Despite the availability of evidence indicating remarkable benefits of CBR in different domains, the evaluation studies have revealed a wide range of challenges in the execution of CBR such as ambiguity surrounding the concept;5 uncertainty about the methods by which its implementation can be fostered in community;5 implementation of similar CBR framework without customizing it to the local settings;10 absence of any inbuilt mechanism to ensure evaluation of the strategy;10 limited availability of resources;11 minimal participation of community owing to culturally- insensitive nature of the programs;12 shortage of health care workers to exercise CBR;13 untrained CBR workers;13 non-employment of multi-disciplinary teams;11 and poor coordination among health care providers and systems of delivery.14 These challenges have significantly threatened the implementation and the sustainability of CBR programs.

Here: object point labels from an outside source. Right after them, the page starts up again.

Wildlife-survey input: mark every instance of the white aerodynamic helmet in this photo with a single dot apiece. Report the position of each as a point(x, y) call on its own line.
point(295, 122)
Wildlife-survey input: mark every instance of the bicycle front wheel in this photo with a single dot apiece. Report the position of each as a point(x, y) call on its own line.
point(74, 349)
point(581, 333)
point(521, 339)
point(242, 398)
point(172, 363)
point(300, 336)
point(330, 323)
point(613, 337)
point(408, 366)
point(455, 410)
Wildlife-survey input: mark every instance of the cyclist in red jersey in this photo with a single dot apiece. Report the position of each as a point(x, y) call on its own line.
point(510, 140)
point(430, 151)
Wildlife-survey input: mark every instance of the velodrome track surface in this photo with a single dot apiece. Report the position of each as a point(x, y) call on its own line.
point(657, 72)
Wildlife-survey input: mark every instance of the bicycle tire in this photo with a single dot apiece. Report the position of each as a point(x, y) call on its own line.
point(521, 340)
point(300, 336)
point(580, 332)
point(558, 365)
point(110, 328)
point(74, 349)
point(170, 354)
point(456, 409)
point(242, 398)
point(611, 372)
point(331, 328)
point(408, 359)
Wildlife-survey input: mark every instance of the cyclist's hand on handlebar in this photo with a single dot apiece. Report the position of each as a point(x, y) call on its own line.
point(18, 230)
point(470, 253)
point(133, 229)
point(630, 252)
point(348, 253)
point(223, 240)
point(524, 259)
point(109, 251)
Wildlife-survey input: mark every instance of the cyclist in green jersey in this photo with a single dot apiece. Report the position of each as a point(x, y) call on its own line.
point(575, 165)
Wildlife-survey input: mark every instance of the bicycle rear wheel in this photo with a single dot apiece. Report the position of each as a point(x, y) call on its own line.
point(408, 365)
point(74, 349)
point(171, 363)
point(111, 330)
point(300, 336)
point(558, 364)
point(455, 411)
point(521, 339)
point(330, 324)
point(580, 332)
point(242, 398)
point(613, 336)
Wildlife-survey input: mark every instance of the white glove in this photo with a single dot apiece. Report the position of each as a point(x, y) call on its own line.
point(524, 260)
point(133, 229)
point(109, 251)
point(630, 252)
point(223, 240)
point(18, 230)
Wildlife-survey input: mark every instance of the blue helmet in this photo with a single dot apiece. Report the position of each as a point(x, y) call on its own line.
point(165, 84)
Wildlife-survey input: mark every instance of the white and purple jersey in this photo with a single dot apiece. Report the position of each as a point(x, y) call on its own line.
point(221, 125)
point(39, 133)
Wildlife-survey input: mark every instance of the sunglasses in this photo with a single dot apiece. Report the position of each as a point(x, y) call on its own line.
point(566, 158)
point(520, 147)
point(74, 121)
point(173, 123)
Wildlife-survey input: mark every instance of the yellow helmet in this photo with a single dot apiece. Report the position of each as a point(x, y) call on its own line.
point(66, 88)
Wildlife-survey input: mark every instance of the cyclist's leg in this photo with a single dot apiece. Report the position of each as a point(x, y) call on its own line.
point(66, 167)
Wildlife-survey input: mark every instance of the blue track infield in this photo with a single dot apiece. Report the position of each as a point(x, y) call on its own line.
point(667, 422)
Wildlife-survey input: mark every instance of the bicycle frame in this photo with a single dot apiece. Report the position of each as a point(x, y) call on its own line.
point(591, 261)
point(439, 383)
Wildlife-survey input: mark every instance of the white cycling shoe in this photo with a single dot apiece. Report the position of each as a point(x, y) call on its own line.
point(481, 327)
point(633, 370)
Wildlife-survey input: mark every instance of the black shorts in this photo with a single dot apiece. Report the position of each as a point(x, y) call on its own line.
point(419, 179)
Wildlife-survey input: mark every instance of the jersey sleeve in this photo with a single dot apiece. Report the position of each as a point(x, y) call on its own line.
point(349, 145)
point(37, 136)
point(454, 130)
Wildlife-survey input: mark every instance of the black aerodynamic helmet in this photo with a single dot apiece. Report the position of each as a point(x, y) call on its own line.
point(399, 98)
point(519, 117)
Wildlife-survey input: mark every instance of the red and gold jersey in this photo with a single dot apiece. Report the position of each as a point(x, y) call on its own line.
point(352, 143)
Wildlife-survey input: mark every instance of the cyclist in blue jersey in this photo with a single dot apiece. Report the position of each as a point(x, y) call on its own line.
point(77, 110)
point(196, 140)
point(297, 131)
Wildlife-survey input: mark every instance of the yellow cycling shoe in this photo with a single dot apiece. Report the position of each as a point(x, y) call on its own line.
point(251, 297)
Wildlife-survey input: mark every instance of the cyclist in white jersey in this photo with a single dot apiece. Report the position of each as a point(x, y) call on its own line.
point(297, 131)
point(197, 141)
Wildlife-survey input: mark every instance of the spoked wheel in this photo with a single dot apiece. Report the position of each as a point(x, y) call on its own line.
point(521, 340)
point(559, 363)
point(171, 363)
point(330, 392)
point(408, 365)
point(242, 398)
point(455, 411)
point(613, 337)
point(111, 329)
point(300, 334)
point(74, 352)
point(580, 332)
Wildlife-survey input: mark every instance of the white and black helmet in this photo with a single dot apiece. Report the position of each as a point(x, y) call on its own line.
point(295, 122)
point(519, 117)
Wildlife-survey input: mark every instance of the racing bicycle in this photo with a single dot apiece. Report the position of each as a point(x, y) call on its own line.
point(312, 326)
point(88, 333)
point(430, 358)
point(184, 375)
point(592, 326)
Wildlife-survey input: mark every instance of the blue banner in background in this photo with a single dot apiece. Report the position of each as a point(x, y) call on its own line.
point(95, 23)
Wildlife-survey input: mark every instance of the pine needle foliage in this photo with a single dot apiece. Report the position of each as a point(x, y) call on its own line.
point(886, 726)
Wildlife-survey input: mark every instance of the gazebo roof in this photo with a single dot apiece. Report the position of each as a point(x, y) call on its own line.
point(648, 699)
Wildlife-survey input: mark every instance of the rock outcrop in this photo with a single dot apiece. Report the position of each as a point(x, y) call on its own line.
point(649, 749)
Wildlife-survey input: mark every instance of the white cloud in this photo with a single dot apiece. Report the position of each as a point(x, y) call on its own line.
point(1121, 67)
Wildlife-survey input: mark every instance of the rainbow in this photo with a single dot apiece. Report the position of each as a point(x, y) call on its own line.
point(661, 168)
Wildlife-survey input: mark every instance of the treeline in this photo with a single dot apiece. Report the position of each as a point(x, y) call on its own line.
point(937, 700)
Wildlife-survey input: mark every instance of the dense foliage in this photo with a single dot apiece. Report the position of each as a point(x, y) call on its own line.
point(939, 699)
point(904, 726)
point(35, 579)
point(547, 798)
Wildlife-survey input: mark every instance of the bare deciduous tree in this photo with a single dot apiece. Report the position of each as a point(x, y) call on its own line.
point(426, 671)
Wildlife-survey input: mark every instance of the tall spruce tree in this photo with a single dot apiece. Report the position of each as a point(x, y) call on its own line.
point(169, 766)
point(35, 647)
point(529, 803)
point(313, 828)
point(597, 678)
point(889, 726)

Recommended strategies to counter the barriers

In order to negate the identified barriers, there is a need to have a strong leadership to facilitate the translation of theory into practice.5 Furthermore, adequate collaboration is required among different stakeholders (viz. policy makers, medical practitioners, health care professionals, community, and representatives from non-governmental organization) to support this intervention.4,7 In addition, other interventions such as setting clear and unambiguous goals and objectives;4 building a comprehensive CBR evaluation framework (conducted in close collaboration with the local community, including people with disabilities) and testing the same for relevance and appropriateness in the local settings;10 adopting combination of qualitative and quantitative methodologies to better capture the effectiveness of this strategy;15 fostering use of management information systems and monitoring;15 ensuring active community participation by designing context-specific and culture-sensitive programs; 12 enrolling workers from allied sectors who are skilled and willing to work for the welfare of disabled;13 organizing training sessions for CBR workers;13 ensuring availability of adequate resources & establishing referral services;11 employing multi-disciplinary teams to ensure successful delivery of services in the community; 11 organizing formal and informal meetings between members of the team to enhance their coordination and coherence;14 and building mechanism to monitor their performance and impact on health indicators.13

Conclusion

Community-based rehabilitation encompasses a set of interventions that are implemented for a diverse and complex group of disabled people, and thus necessitates careful planning and systematic execution for ensuring welfare of these vulnerable people.